Seventh place on the grid for the 2012 F1 Grand Prix of Brazil - the race which will decide the world championship between himself and Sebastian Vettel - was no surprise for Ferrari's Fernando Alonso, who admits that his only realistic hope of winning his third world championship now depends on misfortune for his rival.
"We know to win the championship we need some retirements or something strange happening," Alonso conceded after qualifying on Saturday. "So we hope for a chaotic race, with many things happening, rain-affected or whatever. With that, we have a chance."
Alonso admitted that if the rain stays away from the Interlagos track in Sao Paulo - as forecasts now suggest is likely to be the case - then his chances of overhauling Vettel in the championship standings appear bleak.
"In the dry we are not competitive and in the wet the car is performing well sometimes and we are a little bit more comfortable," he said. "Obviously [for us to be] better than in dry conditions is not difficult so I'm sure in wet we can pick up some more performance."
Alonso confirmed that Ferrari were not considering a repeat of their gearbox penalty gambit that controversially put Alonso on the podium last weekend in Texas, explaining that the team had made the decision based on the extreme nature of the 'dirty' side of the grid at the Circuit of the Americas and not just to gain a single position at the start.
"It was not to give me one position, it was to give the two cars several positions and we are 13 points ahead of McLaren thanks to this in the constructors'," he explained. That situation didn't apply this weekend at Interlagos, and it will be more valuable to Alonso's title bid to have his team mate close by on the grid and not artificially dropped back five places.
"We are fifth and seventh [on the grid], so we both start one behind the other and hopefully we go together to the first positions in the first lap," he said. "We see tomorrow. Last time it rained was a different circuit - four months ago - and the cars have changed a lot."
Alonso added that regardless of the outcome of today's title decider, he was more than delighted with his effort in 2012.
"I'm very proud of this and the achievements we had this year," he said, having won plaudits for having managed to lift a car that was consistently able to only qualify around eighth position into a championship contender.
"If we'd had a normal season, maybe we had the points of someone similar with our car [in which case] you say bye-bye to the championship maybe in Monza or Singapore, and you have very relaxed races in the last part of the championship as we had last year," he said.

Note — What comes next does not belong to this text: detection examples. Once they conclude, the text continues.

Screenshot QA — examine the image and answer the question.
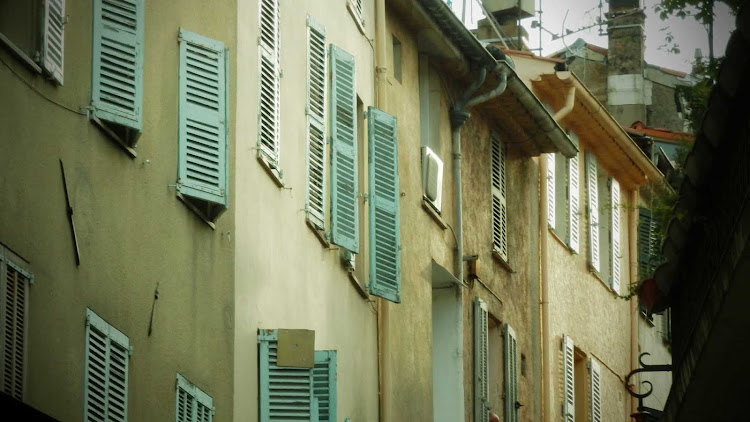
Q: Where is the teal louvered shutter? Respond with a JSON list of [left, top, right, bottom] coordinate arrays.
[[83, 309, 130, 422], [330, 44, 359, 253], [91, 0, 145, 131], [503, 324, 518, 422], [258, 330, 320, 422], [177, 29, 227, 205], [305, 17, 326, 230], [313, 350, 338, 422], [474, 298, 490, 422], [367, 107, 401, 303]]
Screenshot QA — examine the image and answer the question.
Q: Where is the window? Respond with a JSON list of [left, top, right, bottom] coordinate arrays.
[[83, 309, 131, 422], [0, 245, 33, 401], [0, 0, 65, 85], [177, 29, 229, 222], [175, 374, 215, 422]]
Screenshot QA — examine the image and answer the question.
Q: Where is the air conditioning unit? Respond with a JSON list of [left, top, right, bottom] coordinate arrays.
[[422, 147, 443, 212]]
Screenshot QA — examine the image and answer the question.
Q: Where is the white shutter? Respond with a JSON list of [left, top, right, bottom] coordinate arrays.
[[589, 359, 602, 422], [562, 335, 576, 422], [611, 179, 622, 294], [568, 153, 580, 253], [545, 152, 556, 230], [586, 154, 601, 272], [42, 0, 65, 85]]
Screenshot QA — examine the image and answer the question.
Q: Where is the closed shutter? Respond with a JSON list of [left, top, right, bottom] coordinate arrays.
[[330, 45, 359, 253], [562, 335, 576, 422], [83, 309, 130, 422], [258, 330, 320, 422], [313, 350, 338, 422], [589, 359, 602, 422], [611, 179, 622, 294], [586, 154, 601, 272], [42, 0, 65, 85], [367, 107, 401, 303], [177, 29, 227, 205], [305, 17, 326, 230], [91, 0, 144, 131], [474, 298, 490, 422], [568, 153, 581, 253], [176, 374, 214, 422], [258, 0, 281, 168], [490, 132, 508, 262], [504, 324, 518, 422]]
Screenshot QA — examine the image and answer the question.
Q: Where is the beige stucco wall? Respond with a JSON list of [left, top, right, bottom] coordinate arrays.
[[232, 0, 378, 421], [0, 0, 237, 422]]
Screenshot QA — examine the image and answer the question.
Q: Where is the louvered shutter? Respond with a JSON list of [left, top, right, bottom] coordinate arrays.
[[568, 153, 581, 253], [474, 298, 490, 422], [91, 0, 144, 131], [41, 0, 65, 85], [490, 132, 508, 262], [586, 154, 601, 272], [258, 330, 320, 422], [367, 107, 401, 303], [305, 17, 326, 230], [258, 0, 281, 167], [330, 44, 359, 253], [589, 359, 602, 422], [562, 335, 576, 422], [504, 324, 518, 422], [83, 309, 130, 422], [611, 179, 622, 294], [177, 29, 227, 205], [545, 152, 556, 230], [313, 350, 337, 422]]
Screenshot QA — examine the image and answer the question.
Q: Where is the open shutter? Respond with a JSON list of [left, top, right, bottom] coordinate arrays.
[[91, 0, 144, 131], [504, 324, 518, 422], [313, 350, 337, 422], [568, 153, 581, 253], [611, 179, 622, 294], [83, 309, 130, 422], [330, 44, 359, 253], [490, 132, 508, 262], [305, 17, 326, 230], [545, 152, 556, 229], [367, 107, 401, 303], [586, 154, 601, 272], [258, 0, 281, 168], [42, 0, 65, 85], [589, 359, 602, 422], [258, 330, 320, 422], [474, 298, 490, 422], [562, 335, 576, 422]]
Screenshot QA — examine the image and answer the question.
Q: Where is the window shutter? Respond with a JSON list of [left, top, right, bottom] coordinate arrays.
[[313, 350, 337, 422], [545, 152, 556, 230], [367, 107, 401, 303], [91, 0, 144, 131], [568, 153, 580, 253], [611, 179, 622, 294], [562, 335, 576, 422], [330, 44, 359, 253], [305, 17, 326, 230], [42, 0, 65, 85], [258, 0, 281, 168], [491, 132, 508, 262], [474, 298, 490, 422], [258, 330, 320, 422], [586, 154, 601, 272], [589, 359, 602, 422], [83, 309, 130, 422], [504, 324, 518, 422]]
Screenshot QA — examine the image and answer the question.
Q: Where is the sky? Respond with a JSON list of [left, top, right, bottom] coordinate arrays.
[[446, 0, 735, 72]]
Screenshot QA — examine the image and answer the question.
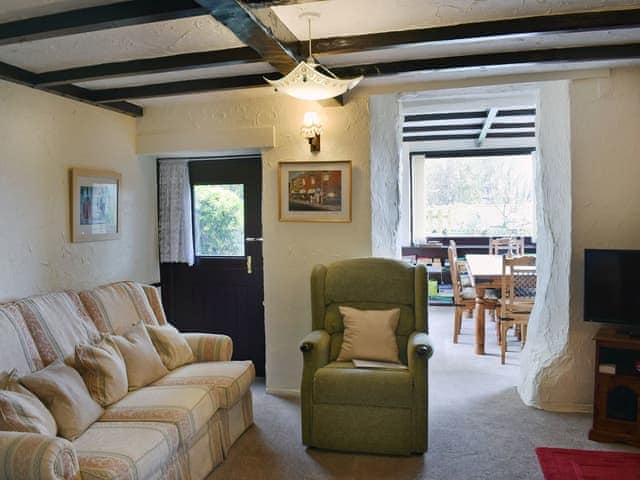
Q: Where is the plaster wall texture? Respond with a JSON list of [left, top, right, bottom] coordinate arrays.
[[369, 95, 402, 258], [518, 81, 583, 411], [138, 94, 375, 392], [0, 81, 159, 301]]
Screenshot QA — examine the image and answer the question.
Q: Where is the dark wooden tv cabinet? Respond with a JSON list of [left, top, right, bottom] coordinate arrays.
[[589, 327, 640, 447]]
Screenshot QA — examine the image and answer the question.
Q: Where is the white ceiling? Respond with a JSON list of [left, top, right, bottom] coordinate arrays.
[[0, 0, 640, 104]]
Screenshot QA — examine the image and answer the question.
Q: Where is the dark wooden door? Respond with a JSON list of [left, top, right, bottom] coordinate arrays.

"But because we did something not normal [...] a lot of people think we have a chance to win the world championship because they trust so much in our jobs on Sunday," he said, pointing out that if they hadn't been unlucky in Spa and Suzuka then this weekend could have seen a very different outlook for the team: "Maybe we were mathematically world champion in Austin without the two losses," he said.
"This is the thing that fills me with pride," he said. "I will remember this season like this whatever happens."
Ferrari's team principal Stefano Domenicali said that whatever happens on Sunday, he believes Alonso "deserves more than any other driver out on track" to win the 2012 title after his efforts in 2012.